Copyright infringement is a serious problem, and CDT harbors no sympathy for websites whose primary purpose is to enable widespread violation of copyright and other intellectual property rights. But methods embraced by S. 3804, the “Combating Online Infringement and Counterfeits Act,” would mark a sea change in U.S. policy towards the Internet. In particular, U.S. government action to seize domain names and to direct Internet Service Providers (ISPs) to block government-blacklisted sites would set dangerous precedents with serious consequences for free expression, global Internet freedom, and the Internetʼs open and global architecture. If enacted, the bill would be a significant step towards the balkanization of the Internet. These consequences are much too significant to address in a rushed fashion in the waning hours of the 111th Congress.

S. 3804 raises major problems in the following areas:

1. Free Speech (Due Process and Prohibitions against Prior Restraint)
2. Global Internet Freedom / International Human Rights
3. Internet Architecture / Role of ISPs
4. Internet Governance / Domain Name System
5. Ineffectiveness and Security Risks from Evasion

And FYI – Another internet resource following this development is Techdirt , which is a highly respected blog that follows, in addition to a number of IP related interests, bills in the senate related to this and other COICA issues.

“Alright, Nicole,” you’re saying to yourself right now. “So what’s going on right now that we need to be aware of?”

Fine, fine.

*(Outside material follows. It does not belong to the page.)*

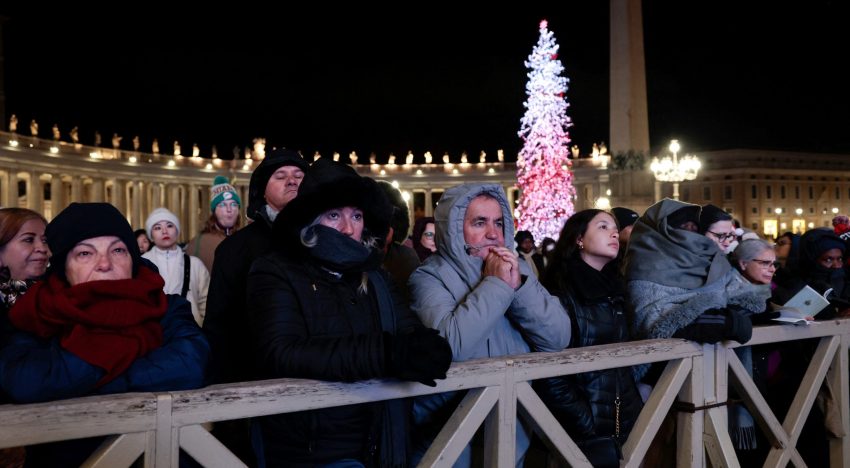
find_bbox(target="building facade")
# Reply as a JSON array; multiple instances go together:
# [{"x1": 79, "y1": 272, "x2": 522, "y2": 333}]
[{"x1": 0, "y1": 132, "x2": 850, "y2": 241}]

I’ll get to the point. The bill was intended to get passed under-the-radar and without review from congress people or with open discussion. It was postponed because of “An Open Letter From Internet Engineers to the Senate Judiciary Committee”  and because of the actions of individuals who actually wrote to their senators, letting them know what was happening, something you can do through the EFF Action Center .

What’s of concern right now is that the same companies are attempting to get the ISPs that would be impacted to voluntarily create this blacklist, the implications of which would be even harder to combat as an affront to both Net Neutrality, censorship, or constitutional protections. It really makes my skin crawl.

I’ll be looking more into what the word is for the voluntarily black list, but readers-be warned, this bill is set to be reintroduced and fast-tracked after the mid-term elections.